Implements BEMA, a bias-corrected exponential moving average of the iterate trajectory.

Plain EMA of the parameters smooths the optimization trajectory but lags behind the current iterate, since recent updates are underweighted. BEMA adds a debiasing term proportional to the displacement \(\theta_t - \theta_0\) from a periodically refreshed snapshot, which cancels the lag of the EMA estimate. Both the EMA decay \(\beta_t\) and the correction weight \(\alpha_t\) anneal with the step count, mirroring the maximum-likelihood estimator in the quadratic setting. The snapshot \(\theta_0\) and both averages are reset throughout a burn-in of \(\tau\) steps, after which BEMA is refreshed every \(\phi\) steps.

\[ \begin{aligned} \alpha_t &= (\rho + \gamma t)^{-\eta}, \qquad \beta_t = (\rho + \gamma t)^{-\kappa} \\ \hat{\mu}^{\mathrm{EMA}}_t &= (1 - \beta_t)\,\hat{\mu}^{\mathrm{EMA}}_{t-1} + \beta_t\,\theta_t \\ \hat{\mu}_t &= \alpha_t\,(\theta_t - \theta_0) + \hat{\mu}^{\mathrm{EMA}}_t \end{aligned} \]

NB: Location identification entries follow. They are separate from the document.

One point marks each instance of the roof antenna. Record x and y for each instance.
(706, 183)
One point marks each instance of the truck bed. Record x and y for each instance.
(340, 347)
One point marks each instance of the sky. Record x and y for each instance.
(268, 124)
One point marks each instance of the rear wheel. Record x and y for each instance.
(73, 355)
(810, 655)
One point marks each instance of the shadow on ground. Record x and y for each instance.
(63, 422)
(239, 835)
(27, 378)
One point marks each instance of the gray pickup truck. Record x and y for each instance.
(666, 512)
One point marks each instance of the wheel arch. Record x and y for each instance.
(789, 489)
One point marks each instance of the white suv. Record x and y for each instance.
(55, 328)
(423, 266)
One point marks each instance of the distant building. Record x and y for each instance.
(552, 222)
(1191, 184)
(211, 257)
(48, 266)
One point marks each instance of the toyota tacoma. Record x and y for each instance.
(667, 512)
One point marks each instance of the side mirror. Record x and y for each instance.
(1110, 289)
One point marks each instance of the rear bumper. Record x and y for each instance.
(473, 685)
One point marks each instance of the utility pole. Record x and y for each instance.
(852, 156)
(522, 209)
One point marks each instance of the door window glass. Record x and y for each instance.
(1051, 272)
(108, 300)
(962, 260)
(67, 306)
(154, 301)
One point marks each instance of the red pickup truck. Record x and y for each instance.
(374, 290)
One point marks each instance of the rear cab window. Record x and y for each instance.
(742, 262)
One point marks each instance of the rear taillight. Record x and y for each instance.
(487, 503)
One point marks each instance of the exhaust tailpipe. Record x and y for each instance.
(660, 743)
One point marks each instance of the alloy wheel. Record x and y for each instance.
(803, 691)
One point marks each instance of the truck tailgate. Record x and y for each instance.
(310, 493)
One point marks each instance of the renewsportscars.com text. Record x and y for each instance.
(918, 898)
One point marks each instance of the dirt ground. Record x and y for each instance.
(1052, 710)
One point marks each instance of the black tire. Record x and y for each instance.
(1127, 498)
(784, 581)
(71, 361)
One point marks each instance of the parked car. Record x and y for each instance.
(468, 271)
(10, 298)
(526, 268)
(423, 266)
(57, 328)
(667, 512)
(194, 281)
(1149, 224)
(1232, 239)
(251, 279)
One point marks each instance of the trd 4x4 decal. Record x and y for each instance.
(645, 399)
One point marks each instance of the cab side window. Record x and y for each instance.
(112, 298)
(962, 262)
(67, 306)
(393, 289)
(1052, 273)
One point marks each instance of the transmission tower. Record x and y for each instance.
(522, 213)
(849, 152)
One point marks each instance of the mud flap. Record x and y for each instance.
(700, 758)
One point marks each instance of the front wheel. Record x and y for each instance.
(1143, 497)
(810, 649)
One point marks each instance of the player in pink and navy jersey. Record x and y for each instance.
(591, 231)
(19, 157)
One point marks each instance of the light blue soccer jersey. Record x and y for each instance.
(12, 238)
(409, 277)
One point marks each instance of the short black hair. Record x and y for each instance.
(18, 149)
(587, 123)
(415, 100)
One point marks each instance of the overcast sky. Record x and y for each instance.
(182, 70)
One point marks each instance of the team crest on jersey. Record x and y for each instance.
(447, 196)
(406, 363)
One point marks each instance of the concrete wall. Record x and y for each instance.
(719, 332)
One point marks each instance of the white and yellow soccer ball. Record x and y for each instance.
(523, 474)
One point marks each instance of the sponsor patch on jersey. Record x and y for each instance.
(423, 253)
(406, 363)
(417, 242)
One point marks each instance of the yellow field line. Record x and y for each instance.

where \(\theta_t\) is the optimizer's iterate at step \(t\), \(\theta_0\) is the most recent snapshot (refreshed during burn-in), \(\hat{\mu}^{\mathrm{EMA}}_t\) is the running EMA, \(\hat{\mu}_t\) is the bias-corrected average returned, \(\kappa\) is the EMA power, \(\eta\) is the bias power, \(\gamma\) is the multiplier, and \(\rho\) is the lag offset; defaults are \(\kappa = 0.5\), \(\eta = 0.2\), \(\gamma = 1.0\), \(\rho = 10\).